Dies hat sich zum Beispiel Ende der 1990er Jahre gezeigt, als Daimler mit der Produktion der M-Klasse in den USA das erste Mal bewusst drei grundverschiedene Kulturen – japanische Produktionskultur, deutsche Planungskultur und die amerikanische Kultur des Pragmatismus – durchmischt zu seinem Vorteil genutzt hat und die Produktivität deutlich steigern konnte. IKT ist in diesem Kontext weit mehr als nur Training, es ist auch Begleitung und Coaching.

Cultural Intelligence

Analog zur kognitiven und emotionalen Intelligenz hat sich in den letzten Jahren ein weiteres Schlagwort etabliert – kulturelle Intelligenz. Trotz – streng besehen – konzeptioneller Unterschiede ist dieses Schlagwort synonym mit interkultureller Kompetenz. Die Wissenschaft hat damit den Versuch unternommen, die bislang schwammig definierten positiven Effekte von IKTs messbar zu machen. Unterschiedlichste Instrumentarien ermöglichen es, kulturelle Intelligenz zum Beispiel zum Zwecke der Mitarbeiterauswahl zu messen. Die gleichen, meist auf Fragebögen basierenden Instrumente werden eingesetzt, um den Zuwachs an interkultureller Kompetenz in Trainings zu messen und Trainingsmaßnahmen individuell zu adjustieren.

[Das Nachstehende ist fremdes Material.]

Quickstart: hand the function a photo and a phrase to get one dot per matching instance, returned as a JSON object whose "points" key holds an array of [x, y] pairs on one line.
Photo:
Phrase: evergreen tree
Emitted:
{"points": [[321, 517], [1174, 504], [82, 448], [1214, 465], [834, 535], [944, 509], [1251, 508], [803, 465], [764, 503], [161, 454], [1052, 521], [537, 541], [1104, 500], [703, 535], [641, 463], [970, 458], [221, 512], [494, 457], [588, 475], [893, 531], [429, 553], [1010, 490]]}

Wenngleich noch immer nicht belegt ist, in welchem Ausmaß der Zugewinn an kultureller Intelligenz sich in besserer „Performance“ von Unternehmen ausdrückt, so weiß man aus wissenschaftlichen Meta-Analysen von Effektivitätsstudien mittlerweile, dass das Fehlen kultureller Intelligenz und entsprechender Qualifizierungsmaßnahmen Grundlagen des internationalen Misserfolgs sind.

Global Mindset

Der „letzte Schrei“ der Weiterentwicklungen der IKTs ist das „Global Mindset“-Konstrukt. Dies ist die Abkehr von der eher funktionalen Sichtweise kultureller Unterschiede. Während man mit IKTs traditionellerweise versucht hat, in einer spezifischen Kultur erfolgreicher in seinen Geschäftsvorhaben zu sein, geht das Global Mindset von einer weiter gefassten, mittlerweile empirisch bewiesenen Prämisse aus: Organisationen, die fähig sind, einem globalen Umfeld gegenüber eine positive Grundhaltung entgegenzubringen und ihre Aktionen vor dem Hintergrund globaler Komplexität zu reflektieren, sind erfolgreicher als andere. IKT erhält nun eine neue Dimension: Über den individuellen Zuwachs von kultureller Kompetenz hinaus geht es nunmehr um interkulturelle Organisationsentwicklung (OE), gewissermaßen die Königsdisziplin sowohl des IKT als auch der OE.

Literaturtipps

  • Management internationaler Geschäftstätigkeit. Von Manfred Fuchs und Gerhard Apfelthaler. Springer 2009.
  • International Management Behavior. Leading with a Global Mindset. Von Henry W. Lane, Martha Maznevski, Joerg Deetz und Joseph DiStefano. John Wiley & Sons 2009.
  • Riding the Waves of Culture. Von Fons Trompenaars und Charles Hampden-Turner. Mcgraw Hill Book Co 2012.